Understanding the location of depressions is essential for planning an effective reduction strategy. This approach advocates direct reduction of the depressed fragment through the same incision used for exposing the shear fragment by opening it like a book. This maneuver permits subchondral elevation while avoiding another approach; however, if this is not possible, a minimally invasive metaphyseal window can be created. Through this cortical window, an elevator can be used to restore joint congruency under fluoroscopic control.26
From a clinical standpoint, this system is easy to apply, compatible with routine preoperative imaging, and aligns with how orthopedic surgeons think in the operating room. This technique complements existing systems by adding a decision-making layer and is especially useful in bicondylar or shear-dominant fractures, in which an exposure strategy is critical for achieving stable fixation.
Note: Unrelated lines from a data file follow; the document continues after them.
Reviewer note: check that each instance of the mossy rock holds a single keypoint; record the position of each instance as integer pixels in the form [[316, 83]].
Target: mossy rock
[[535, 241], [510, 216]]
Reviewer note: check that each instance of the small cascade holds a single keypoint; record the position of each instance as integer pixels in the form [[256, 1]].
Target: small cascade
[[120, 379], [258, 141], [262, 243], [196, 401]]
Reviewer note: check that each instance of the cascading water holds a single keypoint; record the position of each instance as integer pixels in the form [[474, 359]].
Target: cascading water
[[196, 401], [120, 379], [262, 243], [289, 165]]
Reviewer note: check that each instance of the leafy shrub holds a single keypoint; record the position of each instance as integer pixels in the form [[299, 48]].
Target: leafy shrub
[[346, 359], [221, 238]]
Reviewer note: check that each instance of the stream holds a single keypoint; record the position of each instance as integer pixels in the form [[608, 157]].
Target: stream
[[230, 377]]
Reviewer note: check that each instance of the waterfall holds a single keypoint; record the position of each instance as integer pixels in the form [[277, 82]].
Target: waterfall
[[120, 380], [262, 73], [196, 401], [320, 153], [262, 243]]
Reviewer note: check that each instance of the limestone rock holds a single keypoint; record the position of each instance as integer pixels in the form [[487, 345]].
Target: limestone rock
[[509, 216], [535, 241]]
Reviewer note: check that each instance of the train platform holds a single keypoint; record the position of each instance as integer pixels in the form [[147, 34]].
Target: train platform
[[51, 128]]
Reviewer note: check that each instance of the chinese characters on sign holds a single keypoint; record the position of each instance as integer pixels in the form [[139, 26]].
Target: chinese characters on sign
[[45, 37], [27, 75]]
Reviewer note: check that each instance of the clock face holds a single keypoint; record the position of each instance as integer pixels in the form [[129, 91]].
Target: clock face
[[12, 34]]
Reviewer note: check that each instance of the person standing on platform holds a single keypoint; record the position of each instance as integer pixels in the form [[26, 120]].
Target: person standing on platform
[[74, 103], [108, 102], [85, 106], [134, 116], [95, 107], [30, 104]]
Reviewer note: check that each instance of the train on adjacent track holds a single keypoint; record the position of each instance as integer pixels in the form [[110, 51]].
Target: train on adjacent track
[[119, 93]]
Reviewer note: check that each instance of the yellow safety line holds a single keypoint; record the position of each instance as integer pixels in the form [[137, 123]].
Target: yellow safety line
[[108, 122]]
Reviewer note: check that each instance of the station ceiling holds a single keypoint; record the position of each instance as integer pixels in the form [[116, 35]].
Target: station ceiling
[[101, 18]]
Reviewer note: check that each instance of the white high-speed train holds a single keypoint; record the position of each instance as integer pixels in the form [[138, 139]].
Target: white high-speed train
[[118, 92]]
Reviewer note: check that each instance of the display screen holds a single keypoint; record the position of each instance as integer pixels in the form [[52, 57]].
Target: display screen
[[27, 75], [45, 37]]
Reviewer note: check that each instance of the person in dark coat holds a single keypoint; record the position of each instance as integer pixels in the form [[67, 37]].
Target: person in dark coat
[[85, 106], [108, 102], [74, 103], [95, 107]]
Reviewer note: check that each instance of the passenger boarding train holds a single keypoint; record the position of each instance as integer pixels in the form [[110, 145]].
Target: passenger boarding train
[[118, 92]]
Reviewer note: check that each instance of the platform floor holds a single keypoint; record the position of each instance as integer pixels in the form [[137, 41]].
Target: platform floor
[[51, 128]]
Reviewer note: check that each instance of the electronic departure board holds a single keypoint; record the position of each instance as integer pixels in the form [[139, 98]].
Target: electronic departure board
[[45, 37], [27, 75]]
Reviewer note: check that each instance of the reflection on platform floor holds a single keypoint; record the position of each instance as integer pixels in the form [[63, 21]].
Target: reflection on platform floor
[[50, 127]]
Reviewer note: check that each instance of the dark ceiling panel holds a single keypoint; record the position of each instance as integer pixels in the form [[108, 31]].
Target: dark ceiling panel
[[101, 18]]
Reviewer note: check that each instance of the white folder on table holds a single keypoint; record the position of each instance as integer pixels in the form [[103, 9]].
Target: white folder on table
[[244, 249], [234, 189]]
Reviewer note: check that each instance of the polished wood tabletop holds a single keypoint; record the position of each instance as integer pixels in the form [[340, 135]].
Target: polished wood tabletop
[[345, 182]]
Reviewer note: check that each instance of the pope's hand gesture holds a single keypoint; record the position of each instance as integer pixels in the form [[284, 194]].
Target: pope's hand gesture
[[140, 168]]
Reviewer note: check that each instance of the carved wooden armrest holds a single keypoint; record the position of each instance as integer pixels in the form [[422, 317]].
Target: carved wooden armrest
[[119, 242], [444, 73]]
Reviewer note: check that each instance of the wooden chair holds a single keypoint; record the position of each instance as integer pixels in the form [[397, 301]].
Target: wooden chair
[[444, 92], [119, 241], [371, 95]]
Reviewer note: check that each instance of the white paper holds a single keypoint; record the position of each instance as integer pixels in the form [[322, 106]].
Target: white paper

This study is not without limitations. It is retrospective and based on axial CT analysis at a fixed depth, which may not fully capture vertically complex injuries or highly comminuted patterns. There is a lack of clinical correlation, Future validation studies will be necessary to assess the interobserver reliability of the classification and to correlate vertex location with postoperative outcomes.
Despite these limitations, the consistent spatial distribution of vertex locations across cases supports the reliability and relevance of the proposed system.
In conclusion, this study presents a classification system that focuses on the surgical needs of tibial plateau fracture patients. By identifying where to approach and stabilize fractures, vertex-based classification serves not only as a tool for describing fracture anatomy but also as a bridge between diagnosis and surgical execution.